Genesis 41-45 has Joseph in the house of Potiphar and Pharaoh. While we know the deceit and deception of his brothers put him there, a strong message is found in the phrase, “and God was with Joseph.” Surprisingly enough Joseph does not appear bitter or revengeful about the lot life has given him. In each situation, we find that Joseph rises to the top, primarily because God was with him, but also a faith that Jehovah is stronger than anything life can throw at us. After the dreams in prison, Joseph spends another 2 years. SO much for an early release for good behavior. Forgotten by the Cup-bearer, Joseph waits, yet in his waiting, he rises to being in charge of the prison. Dreams come again to the narrative, this time it is Pharaoh who has the dream. ****Note dreams do not always come true, nor are they necessarily from God. Special time, special place. We have the Holy Spirit at work in us to discern the path of our lives. Cows and Corn – seven fat, seven lean. Feast and famine times. On with the story, Joseph is second only to Pharaoh for the rule of Egypt. Point here is that Joseph has to be in place before the problem occurs. God has Joseph in the right place at the right time for all the right reasons. God is going to do a work to get Jacob [Israel] to Egypt – this in itself is a fulfillment of Genesis 15, when God says to Abraham that his people will spend 400 years in Egypt. Well it makes sense that they would have to get there to get called from there. God’s plan is right, God is at work – He is still at work today even when we don’t necessarily recognize it. Joseph has been in Egypt for 13 years, he is now 30 years old. He has married and is entrenched into the Egyptians culture.

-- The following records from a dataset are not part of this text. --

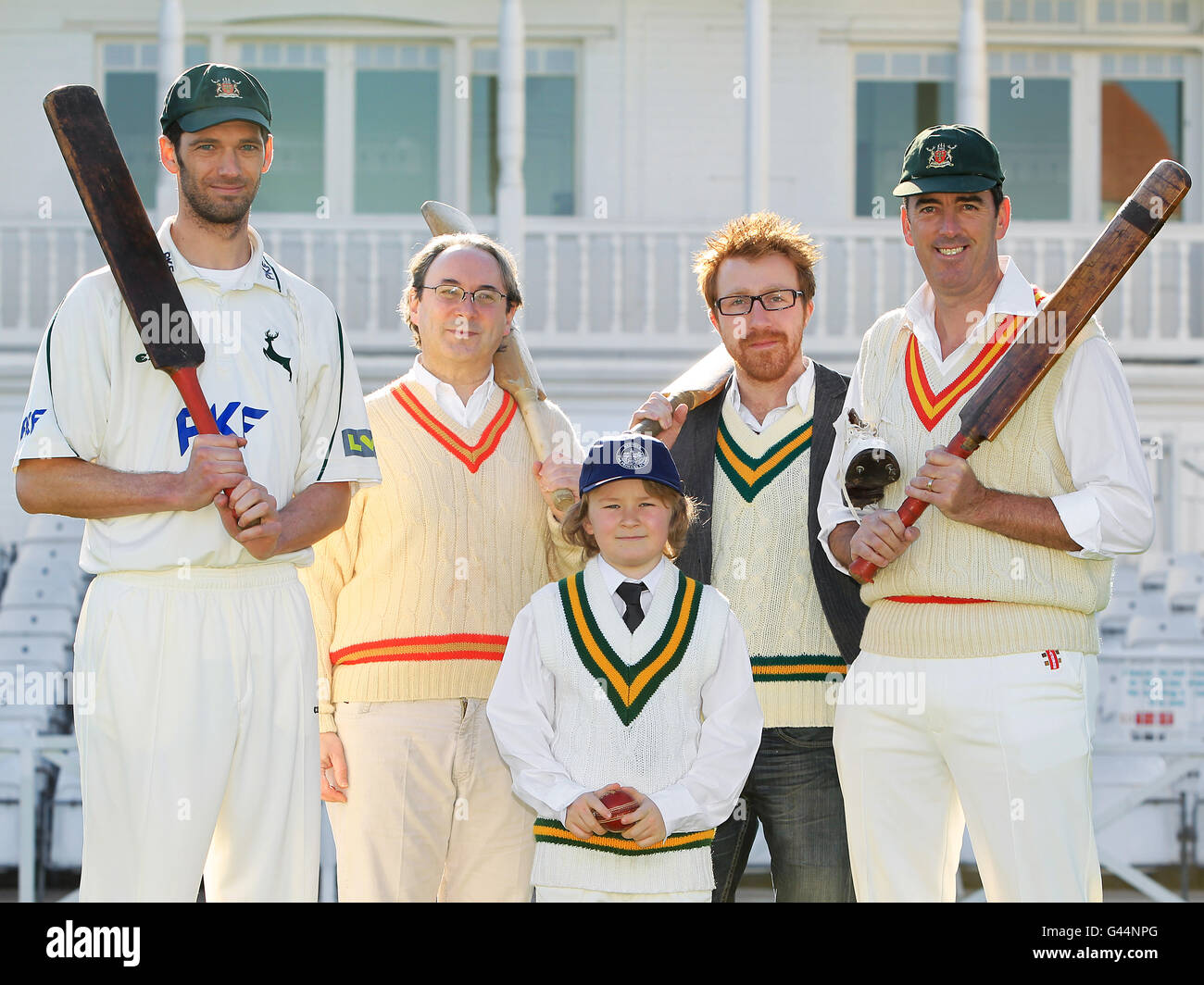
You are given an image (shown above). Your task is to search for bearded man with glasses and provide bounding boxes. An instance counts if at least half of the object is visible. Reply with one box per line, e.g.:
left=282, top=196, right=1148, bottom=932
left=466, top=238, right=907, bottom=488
left=305, top=233, right=582, bottom=902
left=633, top=212, right=866, bottom=902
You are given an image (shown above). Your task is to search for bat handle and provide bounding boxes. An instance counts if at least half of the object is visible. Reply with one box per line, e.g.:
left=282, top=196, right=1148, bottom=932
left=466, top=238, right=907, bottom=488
left=849, top=431, right=979, bottom=585
left=171, top=366, right=233, bottom=499
left=631, top=418, right=665, bottom=438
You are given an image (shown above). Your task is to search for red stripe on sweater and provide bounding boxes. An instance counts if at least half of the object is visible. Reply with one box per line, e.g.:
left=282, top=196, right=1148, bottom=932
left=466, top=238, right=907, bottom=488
left=393, top=383, right=518, bottom=474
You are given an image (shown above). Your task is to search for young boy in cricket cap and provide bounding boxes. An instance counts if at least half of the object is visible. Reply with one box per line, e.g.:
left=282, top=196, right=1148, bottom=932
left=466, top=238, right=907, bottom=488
left=488, top=435, right=762, bottom=904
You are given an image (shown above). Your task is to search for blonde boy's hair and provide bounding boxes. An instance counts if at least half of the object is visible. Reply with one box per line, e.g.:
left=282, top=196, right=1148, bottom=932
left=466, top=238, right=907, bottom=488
left=560, top=480, right=698, bottom=560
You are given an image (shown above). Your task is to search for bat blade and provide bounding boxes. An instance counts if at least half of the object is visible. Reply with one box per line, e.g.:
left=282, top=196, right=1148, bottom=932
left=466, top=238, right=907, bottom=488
left=43, top=85, right=204, bottom=373
left=422, top=203, right=477, bottom=236
left=631, top=343, right=735, bottom=437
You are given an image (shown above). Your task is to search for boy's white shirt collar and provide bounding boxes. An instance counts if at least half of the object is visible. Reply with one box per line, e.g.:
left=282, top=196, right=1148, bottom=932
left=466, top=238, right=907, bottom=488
left=410, top=353, right=494, bottom=428
left=727, top=359, right=815, bottom=435
left=903, top=256, right=1036, bottom=373
left=597, top=554, right=669, bottom=595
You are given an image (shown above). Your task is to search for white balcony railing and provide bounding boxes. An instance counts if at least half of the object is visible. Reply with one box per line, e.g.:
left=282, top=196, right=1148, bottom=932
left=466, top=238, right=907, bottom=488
left=0, top=217, right=1204, bottom=361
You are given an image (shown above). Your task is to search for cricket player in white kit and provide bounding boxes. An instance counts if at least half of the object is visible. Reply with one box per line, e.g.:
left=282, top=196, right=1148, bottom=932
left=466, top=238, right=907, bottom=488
left=13, top=65, right=381, bottom=901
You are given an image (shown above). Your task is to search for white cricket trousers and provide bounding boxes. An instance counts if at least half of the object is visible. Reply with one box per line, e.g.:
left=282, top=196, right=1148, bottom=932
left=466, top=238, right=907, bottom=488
left=330, top=697, right=534, bottom=904
left=75, top=564, right=320, bottom=902
left=832, top=650, right=1103, bottom=902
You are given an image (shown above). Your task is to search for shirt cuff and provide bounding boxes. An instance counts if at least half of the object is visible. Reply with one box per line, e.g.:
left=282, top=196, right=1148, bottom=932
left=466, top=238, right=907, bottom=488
left=1050, top=489, right=1112, bottom=560
left=649, top=782, right=698, bottom=838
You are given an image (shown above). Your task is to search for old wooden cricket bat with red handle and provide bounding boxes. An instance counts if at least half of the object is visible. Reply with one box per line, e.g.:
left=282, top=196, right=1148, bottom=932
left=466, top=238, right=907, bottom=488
left=43, top=85, right=232, bottom=496
left=849, top=160, right=1192, bottom=581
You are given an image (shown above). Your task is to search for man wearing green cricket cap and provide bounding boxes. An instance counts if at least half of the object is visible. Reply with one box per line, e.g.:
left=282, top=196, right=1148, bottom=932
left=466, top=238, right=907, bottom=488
left=13, top=65, right=381, bottom=902
left=819, top=125, right=1153, bottom=901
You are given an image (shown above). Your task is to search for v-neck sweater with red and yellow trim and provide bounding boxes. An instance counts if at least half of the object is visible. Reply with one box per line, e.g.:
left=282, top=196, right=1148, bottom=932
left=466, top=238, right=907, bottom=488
left=301, top=373, right=582, bottom=732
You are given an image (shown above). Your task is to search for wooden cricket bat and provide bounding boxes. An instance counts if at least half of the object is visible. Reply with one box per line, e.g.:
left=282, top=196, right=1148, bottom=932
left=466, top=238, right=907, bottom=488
left=422, top=203, right=577, bottom=512
left=849, top=160, right=1192, bottom=581
left=631, top=343, right=735, bottom=437
left=43, top=85, right=232, bottom=495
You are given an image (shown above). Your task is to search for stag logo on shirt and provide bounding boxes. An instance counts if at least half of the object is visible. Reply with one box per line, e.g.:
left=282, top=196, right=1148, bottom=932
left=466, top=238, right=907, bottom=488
left=20, top=407, right=45, bottom=438
left=176, top=400, right=268, bottom=455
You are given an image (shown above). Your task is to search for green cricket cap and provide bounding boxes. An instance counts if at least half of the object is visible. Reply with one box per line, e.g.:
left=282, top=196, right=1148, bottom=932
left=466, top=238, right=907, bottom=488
left=159, top=61, right=272, bottom=133
left=895, top=123, right=1003, bottom=199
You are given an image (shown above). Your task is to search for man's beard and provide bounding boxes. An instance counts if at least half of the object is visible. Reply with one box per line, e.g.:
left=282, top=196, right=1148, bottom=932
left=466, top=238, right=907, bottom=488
left=734, top=335, right=798, bottom=383
left=177, top=157, right=262, bottom=225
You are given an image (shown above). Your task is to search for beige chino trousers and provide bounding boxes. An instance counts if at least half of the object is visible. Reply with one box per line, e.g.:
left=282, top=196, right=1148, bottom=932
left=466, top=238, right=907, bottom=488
left=326, top=698, right=534, bottom=902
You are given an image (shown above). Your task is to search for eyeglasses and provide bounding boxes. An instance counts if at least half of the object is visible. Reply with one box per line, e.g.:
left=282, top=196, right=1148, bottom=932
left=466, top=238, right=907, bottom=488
left=418, top=284, right=509, bottom=308
left=715, top=288, right=803, bottom=314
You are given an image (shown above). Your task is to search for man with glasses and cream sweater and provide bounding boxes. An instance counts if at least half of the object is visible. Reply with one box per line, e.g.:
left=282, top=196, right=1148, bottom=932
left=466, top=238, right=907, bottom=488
left=305, top=233, right=582, bottom=902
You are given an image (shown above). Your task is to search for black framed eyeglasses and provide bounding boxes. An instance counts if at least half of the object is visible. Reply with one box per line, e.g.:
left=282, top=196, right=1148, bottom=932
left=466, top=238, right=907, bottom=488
left=715, top=288, right=803, bottom=314
left=418, top=284, right=509, bottom=308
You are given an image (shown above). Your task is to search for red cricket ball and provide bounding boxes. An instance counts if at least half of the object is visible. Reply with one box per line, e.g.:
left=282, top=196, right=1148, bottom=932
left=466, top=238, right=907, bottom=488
left=594, top=790, right=639, bottom=831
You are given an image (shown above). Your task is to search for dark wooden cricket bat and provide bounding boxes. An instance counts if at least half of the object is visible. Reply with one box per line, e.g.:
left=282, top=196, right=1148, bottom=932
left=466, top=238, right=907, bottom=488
left=631, top=343, right=735, bottom=437
left=43, top=85, right=230, bottom=495
left=849, top=160, right=1192, bottom=581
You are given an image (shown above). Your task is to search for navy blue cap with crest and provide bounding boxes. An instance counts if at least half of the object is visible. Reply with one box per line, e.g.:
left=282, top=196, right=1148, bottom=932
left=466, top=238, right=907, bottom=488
left=581, top=433, right=684, bottom=496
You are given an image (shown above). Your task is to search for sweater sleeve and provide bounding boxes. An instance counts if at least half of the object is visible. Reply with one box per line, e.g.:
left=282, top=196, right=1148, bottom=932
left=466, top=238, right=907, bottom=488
left=485, top=605, right=589, bottom=824
left=647, top=612, right=763, bottom=834
left=300, top=489, right=372, bottom=732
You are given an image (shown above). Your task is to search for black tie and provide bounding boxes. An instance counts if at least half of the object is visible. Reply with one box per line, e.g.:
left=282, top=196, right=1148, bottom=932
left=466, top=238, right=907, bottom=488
left=615, top=581, right=645, bottom=632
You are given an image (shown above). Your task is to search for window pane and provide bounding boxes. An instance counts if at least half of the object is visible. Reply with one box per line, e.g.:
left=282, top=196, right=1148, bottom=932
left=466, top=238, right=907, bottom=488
left=470, top=75, right=497, bottom=216
left=522, top=76, right=577, bottom=216
left=105, top=72, right=163, bottom=209
left=356, top=71, right=440, bottom=212
left=470, top=75, right=577, bottom=216
left=1099, top=80, right=1184, bottom=219
left=250, top=69, right=326, bottom=212
left=991, top=79, right=1071, bottom=219
left=855, top=81, right=954, bottom=216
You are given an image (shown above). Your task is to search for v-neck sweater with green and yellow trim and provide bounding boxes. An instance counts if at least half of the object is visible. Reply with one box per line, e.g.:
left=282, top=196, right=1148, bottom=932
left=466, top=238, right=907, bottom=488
left=301, top=373, right=582, bottom=732
left=711, top=390, right=846, bottom=729
left=531, top=561, right=729, bottom=893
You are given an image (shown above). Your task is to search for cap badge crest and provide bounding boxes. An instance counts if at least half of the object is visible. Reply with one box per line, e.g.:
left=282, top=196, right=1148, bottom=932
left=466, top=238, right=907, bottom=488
left=928, top=143, right=954, bottom=168
left=615, top=441, right=653, bottom=472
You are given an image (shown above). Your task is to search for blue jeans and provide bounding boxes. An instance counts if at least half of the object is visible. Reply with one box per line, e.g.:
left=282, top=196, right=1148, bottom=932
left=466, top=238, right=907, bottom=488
left=710, top=729, right=856, bottom=904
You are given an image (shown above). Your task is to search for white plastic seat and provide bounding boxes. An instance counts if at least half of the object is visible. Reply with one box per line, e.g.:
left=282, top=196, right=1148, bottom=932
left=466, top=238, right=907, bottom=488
left=0, top=605, right=75, bottom=645
left=1167, top=567, right=1204, bottom=612
left=1138, top=550, right=1204, bottom=592
left=1098, top=592, right=1171, bottom=633
left=1112, top=564, right=1141, bottom=596
left=1124, top=614, right=1204, bottom=649
left=20, top=513, right=84, bottom=547
left=3, top=560, right=84, bottom=614
left=0, top=636, right=73, bottom=672
left=48, top=756, right=83, bottom=870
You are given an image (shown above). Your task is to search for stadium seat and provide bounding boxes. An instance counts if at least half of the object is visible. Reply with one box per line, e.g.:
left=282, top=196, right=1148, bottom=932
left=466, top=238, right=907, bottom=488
left=0, top=636, right=73, bottom=671
left=1124, top=614, right=1204, bottom=649
left=3, top=554, right=87, bottom=614
left=1138, top=550, right=1204, bottom=592
left=0, top=607, right=75, bottom=646
left=20, top=513, right=84, bottom=543
left=1098, top=592, right=1171, bottom=633
left=1112, top=565, right=1141, bottom=597
left=47, top=755, right=83, bottom=872
left=1165, top=567, right=1204, bottom=612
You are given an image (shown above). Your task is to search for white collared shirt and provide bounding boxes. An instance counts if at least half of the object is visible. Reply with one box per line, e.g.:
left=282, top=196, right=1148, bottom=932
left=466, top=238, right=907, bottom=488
left=598, top=554, right=669, bottom=616
left=819, top=256, right=1153, bottom=573
left=727, top=359, right=815, bottom=435
left=413, top=353, right=494, bottom=428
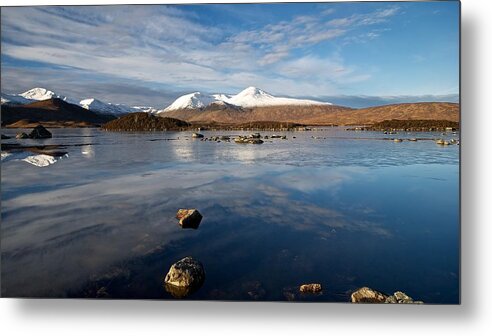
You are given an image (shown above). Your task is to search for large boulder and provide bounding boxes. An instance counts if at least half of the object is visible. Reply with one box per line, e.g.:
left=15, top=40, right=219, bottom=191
left=29, top=125, right=52, bottom=139
left=351, top=287, right=424, bottom=303
left=350, top=287, right=388, bottom=303
left=164, top=257, right=205, bottom=298
left=176, top=209, right=203, bottom=229
left=385, top=291, right=424, bottom=303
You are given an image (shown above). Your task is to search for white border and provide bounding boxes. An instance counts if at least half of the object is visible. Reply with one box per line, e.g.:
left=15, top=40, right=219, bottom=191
left=0, top=0, right=492, bottom=336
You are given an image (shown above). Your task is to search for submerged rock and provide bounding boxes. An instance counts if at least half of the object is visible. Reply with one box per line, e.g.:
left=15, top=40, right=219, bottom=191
left=350, top=287, right=388, bottom=303
left=385, top=291, right=424, bottom=304
left=299, top=283, right=321, bottom=293
left=350, top=287, right=424, bottom=304
left=29, top=125, right=52, bottom=139
left=176, top=209, right=203, bottom=229
left=164, top=257, right=205, bottom=298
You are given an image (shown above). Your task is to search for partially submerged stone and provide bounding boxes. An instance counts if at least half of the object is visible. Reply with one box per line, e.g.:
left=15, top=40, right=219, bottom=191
left=248, top=138, right=263, bottom=145
left=350, top=287, right=388, bottom=303
left=29, top=125, right=52, bottom=139
left=164, top=257, right=205, bottom=298
left=176, top=209, right=203, bottom=229
left=299, top=283, right=321, bottom=293
left=350, top=287, right=423, bottom=304
left=385, top=291, right=424, bottom=304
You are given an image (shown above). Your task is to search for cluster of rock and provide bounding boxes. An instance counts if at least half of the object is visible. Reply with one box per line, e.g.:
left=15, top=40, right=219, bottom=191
left=193, top=133, right=231, bottom=142
left=299, top=283, right=322, bottom=293
left=15, top=125, right=53, bottom=139
left=436, top=139, right=460, bottom=146
left=350, top=287, right=424, bottom=304
left=164, top=209, right=205, bottom=299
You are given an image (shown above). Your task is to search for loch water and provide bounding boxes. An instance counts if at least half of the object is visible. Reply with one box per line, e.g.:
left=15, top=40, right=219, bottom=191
left=1, top=127, right=460, bottom=303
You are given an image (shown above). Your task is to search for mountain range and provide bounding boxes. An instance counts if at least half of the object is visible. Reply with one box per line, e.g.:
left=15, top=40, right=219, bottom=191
left=2, top=87, right=459, bottom=125
left=1, top=88, right=157, bottom=116
left=160, top=86, right=331, bottom=113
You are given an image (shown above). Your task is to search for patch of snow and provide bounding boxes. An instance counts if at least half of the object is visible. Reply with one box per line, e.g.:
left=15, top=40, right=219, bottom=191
left=79, top=98, right=140, bottom=115
left=19, top=88, right=60, bottom=100
left=2, top=152, right=68, bottom=167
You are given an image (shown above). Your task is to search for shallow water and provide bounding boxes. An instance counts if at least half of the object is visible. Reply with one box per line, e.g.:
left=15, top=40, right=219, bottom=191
left=1, top=128, right=459, bottom=303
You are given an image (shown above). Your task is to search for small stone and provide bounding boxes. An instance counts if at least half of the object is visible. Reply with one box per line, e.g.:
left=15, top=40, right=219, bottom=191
left=350, top=287, right=388, bottom=303
left=385, top=295, right=398, bottom=303
left=164, top=257, right=205, bottom=298
left=299, top=283, right=321, bottom=293
left=393, top=291, right=413, bottom=302
left=29, top=125, right=52, bottom=139
left=176, top=209, right=203, bottom=229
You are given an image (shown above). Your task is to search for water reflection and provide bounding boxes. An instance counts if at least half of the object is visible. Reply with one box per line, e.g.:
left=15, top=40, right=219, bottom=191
left=1, top=130, right=458, bottom=302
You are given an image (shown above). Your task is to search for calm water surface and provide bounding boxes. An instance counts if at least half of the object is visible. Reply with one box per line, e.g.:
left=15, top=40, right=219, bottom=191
left=1, top=128, right=459, bottom=303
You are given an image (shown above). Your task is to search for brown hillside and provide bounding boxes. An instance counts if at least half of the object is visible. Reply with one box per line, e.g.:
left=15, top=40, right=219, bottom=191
left=160, top=103, right=459, bottom=125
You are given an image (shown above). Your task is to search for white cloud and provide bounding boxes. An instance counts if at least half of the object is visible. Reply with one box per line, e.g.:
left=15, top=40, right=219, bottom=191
left=1, top=6, right=397, bottom=100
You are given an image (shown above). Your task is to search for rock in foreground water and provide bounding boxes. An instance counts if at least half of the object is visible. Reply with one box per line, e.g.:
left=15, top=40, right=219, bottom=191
left=29, top=125, right=52, bottom=139
left=176, top=209, right=203, bottom=229
left=351, top=287, right=424, bottom=303
left=299, top=284, right=321, bottom=293
left=350, top=287, right=388, bottom=303
left=164, top=257, right=205, bottom=298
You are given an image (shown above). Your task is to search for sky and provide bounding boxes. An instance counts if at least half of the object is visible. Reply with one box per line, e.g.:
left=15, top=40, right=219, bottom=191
left=1, top=1, right=459, bottom=108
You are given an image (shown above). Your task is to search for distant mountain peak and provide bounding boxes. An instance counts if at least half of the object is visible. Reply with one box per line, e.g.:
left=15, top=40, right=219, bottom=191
left=20, top=87, right=60, bottom=100
left=161, top=86, right=331, bottom=112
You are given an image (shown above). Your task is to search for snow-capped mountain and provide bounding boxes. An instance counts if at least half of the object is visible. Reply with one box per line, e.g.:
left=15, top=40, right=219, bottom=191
left=19, top=88, right=58, bottom=100
left=1, top=88, right=157, bottom=116
left=2, top=88, right=71, bottom=105
left=164, top=92, right=217, bottom=111
left=79, top=98, right=157, bottom=116
left=1, top=93, right=33, bottom=105
left=160, top=86, right=331, bottom=112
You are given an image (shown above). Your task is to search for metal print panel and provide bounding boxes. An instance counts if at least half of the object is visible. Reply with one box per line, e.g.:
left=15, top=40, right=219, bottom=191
left=1, top=1, right=460, bottom=304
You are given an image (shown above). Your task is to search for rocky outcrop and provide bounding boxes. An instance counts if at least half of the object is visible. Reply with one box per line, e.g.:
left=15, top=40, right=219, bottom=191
left=350, top=287, right=424, bottom=303
left=29, top=125, right=52, bottom=139
left=299, top=283, right=321, bottom=293
left=164, top=257, right=205, bottom=298
left=350, top=287, right=388, bottom=303
left=176, top=209, right=203, bottom=229
left=385, top=291, right=424, bottom=304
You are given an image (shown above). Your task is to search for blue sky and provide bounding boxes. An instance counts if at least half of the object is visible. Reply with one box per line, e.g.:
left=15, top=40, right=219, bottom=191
left=1, top=1, right=459, bottom=107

The famine comes – Jacob and family need food, so begins the saga of back and forth with the sons of Israel getting food and the manipulation of Joseph. It is interesting that even though it has been 13 years since the deception of Joseph’s death to Jacob, the brothers have not forgotten it. In fact when things go awry, the first thing they think of is the retribution for their evil done to Joseph. Eventually, the ploy to get Benjamin to Egypt and the indictment that the brothers are thieves. The dreams of the dreamer come true, twice the brothers fall on their face and bow to Joseph. I wonder what he thought when it happened? Jacob is not beside himself, not only has he lost Joseph, Rachel – now Benjamin is in jeopardy of being lost. It is good to see some of the brothers step up – Simeon and Judah to try to spare their father the agony. As the story develops Joseph reveals himself to his brothers – not sure that was a great time for them. Their sin obviously still haunts them. At the revealing – Joseph tries to console the distraught brothers and prove his love for them. This isn’t a “what goes around, comes around story.” It is a story of love and compassion in-spite of deliberate and malicious dealings.
Joseph is gracious and compassionate, in-spite of life, family and circumstances. He had a faith in the Father, that didn’t waver in the difficult times. I really don’t know how I would respond. The point of the narrative about Joseph, brothers and the events – God is at work in us to bring us through His plan for our lives and for His purpose in others. The “it’s all about Me syndrome” is not found here. How many of us even now find ourselves in a precarious position that seems unfair and ungodly? Are we willing to let the father in heaven “work out in us, what has been worked in?” Jacob in the end is rejoined with Joseph – and lives out a life of comfort because for a time he had to let his child go so that he could do the work of God. Are we willing to allow God to use us, or family and situation for His greater glory instead of our own immediate comfort?